I am using AWS Greengrass to deploy a total of 5 models to a Jetson NX predicting specific attributes (age, gender, etc). The general idea is to extract faces and subsequently predict with four models on every crop.
All models are compiled using AWS Sagemaker Neo (four Pytorch models, one tflite model). I am using Python, loading images with openCV.
Inference is accomplished by first loading all models via the pb2 grpc agent and sending a predict request, following this example Build machine learning at the edge applications using Amazon SageMaker Edge Manager and AWS IoT Greengrass V2 | AWS Machine Learning Blog.

However, during runtime GPU utilization is at around 30%, having a lot of downtime in between.
I tried to overcome that by using multithreading. I tested with a threadpool using concurrent.futures by assigning a thread to every model and in another try assigning a thread to the inference workflow for each detected face. Both with no success.

tegra-stats during runtime:

Thank you for your help and time!

KonHein · December 20, 2021, 4:33pm

jtop output emphasizes GPU underutilization:

AastaLLL · December 21, 2021, 3:08am

Hi,

A common reason is the bandwidth bottleneck.
GPU job is relatively fast compared to the processing from OpenCV or some underlying data transfer.

Have you checked this with the sample owner first?
For Jetson, it’s more recommended to convert the PyTorch/TFLite model into TensorRT for inference.

Thanks.

KonHein · December 21, 2021, 8:55am

Hello,

Thank you for your quick response. I agree, bandwidth bottleneck seems most probable.

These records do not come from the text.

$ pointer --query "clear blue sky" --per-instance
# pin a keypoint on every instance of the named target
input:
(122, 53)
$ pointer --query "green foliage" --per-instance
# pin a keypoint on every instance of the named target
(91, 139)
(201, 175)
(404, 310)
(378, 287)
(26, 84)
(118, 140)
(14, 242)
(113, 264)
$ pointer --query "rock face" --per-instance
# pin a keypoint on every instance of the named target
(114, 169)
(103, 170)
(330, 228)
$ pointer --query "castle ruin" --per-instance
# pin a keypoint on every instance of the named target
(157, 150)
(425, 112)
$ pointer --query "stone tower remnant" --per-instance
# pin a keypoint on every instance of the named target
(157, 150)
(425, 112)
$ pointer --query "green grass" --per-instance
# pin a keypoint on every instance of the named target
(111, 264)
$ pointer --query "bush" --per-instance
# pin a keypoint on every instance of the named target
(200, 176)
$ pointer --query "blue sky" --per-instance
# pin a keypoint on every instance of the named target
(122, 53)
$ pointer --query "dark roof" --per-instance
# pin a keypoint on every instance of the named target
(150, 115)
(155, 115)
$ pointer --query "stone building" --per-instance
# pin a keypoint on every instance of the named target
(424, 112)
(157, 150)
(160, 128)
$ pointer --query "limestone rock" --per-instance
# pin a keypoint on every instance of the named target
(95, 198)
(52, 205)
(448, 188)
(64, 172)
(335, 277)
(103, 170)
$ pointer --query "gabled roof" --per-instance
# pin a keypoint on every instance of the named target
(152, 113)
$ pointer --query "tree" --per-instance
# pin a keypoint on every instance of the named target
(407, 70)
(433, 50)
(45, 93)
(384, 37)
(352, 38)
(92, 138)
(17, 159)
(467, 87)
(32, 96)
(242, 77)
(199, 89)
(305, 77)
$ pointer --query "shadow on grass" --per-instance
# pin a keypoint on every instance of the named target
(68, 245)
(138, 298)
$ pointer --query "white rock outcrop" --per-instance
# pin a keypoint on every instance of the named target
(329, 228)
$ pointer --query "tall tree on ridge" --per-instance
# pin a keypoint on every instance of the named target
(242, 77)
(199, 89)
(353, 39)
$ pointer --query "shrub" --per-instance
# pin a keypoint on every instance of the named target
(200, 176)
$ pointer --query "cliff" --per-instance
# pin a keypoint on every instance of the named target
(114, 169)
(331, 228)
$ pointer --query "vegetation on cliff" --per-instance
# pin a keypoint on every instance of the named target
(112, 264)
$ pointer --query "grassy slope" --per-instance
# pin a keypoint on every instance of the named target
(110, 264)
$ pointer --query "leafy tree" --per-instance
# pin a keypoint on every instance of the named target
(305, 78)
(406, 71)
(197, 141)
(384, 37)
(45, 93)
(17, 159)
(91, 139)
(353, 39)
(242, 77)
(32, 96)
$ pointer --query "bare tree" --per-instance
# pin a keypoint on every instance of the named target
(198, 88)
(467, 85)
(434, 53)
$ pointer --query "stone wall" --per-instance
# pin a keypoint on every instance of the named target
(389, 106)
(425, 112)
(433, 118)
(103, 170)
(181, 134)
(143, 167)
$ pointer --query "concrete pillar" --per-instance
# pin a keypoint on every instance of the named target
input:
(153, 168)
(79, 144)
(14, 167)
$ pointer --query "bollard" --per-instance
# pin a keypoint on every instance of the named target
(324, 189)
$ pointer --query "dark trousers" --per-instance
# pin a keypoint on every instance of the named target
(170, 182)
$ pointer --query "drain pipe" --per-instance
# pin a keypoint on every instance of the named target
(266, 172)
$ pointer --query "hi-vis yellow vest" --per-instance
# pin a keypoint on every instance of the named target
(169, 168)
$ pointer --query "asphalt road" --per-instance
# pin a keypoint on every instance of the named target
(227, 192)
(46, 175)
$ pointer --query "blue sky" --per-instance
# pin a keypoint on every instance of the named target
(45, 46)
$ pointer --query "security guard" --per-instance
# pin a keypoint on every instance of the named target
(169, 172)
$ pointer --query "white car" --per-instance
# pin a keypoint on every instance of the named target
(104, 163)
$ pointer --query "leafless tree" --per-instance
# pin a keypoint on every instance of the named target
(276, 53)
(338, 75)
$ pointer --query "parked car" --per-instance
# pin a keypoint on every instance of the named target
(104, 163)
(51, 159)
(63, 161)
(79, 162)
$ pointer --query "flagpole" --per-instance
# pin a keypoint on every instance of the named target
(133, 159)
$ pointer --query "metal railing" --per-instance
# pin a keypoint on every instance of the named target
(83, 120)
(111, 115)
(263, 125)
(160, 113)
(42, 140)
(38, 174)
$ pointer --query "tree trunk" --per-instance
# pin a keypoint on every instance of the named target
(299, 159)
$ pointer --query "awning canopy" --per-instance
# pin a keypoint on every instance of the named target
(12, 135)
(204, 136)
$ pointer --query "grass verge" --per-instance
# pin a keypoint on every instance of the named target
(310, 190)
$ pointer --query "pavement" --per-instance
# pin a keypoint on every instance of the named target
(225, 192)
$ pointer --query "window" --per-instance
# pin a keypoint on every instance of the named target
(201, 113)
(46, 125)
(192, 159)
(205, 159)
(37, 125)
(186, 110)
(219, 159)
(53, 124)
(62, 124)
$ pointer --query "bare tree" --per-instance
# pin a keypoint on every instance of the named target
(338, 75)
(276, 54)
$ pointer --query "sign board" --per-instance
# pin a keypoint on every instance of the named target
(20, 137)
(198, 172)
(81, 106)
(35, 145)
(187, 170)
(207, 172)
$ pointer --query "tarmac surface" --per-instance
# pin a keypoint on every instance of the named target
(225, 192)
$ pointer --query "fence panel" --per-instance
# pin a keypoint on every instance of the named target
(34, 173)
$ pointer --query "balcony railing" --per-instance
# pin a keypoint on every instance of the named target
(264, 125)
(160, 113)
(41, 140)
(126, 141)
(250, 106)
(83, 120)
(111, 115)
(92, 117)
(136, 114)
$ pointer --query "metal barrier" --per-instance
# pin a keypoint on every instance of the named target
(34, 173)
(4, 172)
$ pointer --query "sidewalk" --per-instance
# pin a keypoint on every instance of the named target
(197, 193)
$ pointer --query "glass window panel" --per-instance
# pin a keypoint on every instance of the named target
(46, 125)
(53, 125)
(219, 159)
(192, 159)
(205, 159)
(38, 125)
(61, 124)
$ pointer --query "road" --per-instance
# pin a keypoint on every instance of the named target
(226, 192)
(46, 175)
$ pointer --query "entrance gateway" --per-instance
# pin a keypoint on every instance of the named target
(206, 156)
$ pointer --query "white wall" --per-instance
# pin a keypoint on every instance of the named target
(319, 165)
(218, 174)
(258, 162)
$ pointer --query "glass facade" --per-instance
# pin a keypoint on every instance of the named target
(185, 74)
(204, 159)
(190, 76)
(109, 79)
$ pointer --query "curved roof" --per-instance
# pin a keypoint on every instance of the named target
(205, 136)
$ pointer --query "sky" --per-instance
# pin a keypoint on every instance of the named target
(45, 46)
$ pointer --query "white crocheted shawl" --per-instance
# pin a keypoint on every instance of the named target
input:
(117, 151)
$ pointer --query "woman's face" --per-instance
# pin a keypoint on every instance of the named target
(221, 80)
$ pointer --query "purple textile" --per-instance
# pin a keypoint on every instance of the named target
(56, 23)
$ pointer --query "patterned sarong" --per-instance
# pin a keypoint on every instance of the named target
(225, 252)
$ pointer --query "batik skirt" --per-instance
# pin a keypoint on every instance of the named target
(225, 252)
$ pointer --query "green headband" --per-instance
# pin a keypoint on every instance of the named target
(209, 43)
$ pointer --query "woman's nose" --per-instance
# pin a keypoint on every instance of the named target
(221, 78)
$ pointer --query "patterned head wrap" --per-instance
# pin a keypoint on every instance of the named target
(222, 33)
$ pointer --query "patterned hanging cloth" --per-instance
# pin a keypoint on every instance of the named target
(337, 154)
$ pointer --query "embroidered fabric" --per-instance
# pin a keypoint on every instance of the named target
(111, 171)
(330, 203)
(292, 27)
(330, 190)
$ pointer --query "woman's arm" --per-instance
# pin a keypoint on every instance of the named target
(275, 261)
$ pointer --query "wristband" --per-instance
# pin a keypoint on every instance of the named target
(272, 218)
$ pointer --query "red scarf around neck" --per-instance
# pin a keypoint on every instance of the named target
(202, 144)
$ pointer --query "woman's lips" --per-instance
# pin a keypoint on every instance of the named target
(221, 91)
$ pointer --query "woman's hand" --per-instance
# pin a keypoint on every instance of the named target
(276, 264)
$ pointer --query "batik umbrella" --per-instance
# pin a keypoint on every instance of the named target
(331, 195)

Can you specify what you mean by that?

Also would it be smart/good practice to pre-process images on the GPU for example by using Numba? Not sure if that would help with bandwidth though.

Thank you!

AastaLLL · December 29, 2021, 8:22am

Hi,

It seems that you are using an AWS API.
Maybe you can also contact them for some idea.

You can give Numba a try.
But on Jetson, it’s still recommended to use Deepstream which has been optmized for the Jeston.

Thanks.

system · January 26, 2022, 3:18am

This topic was automatically closed 14 days after the last reply. New replies are no longer allowed.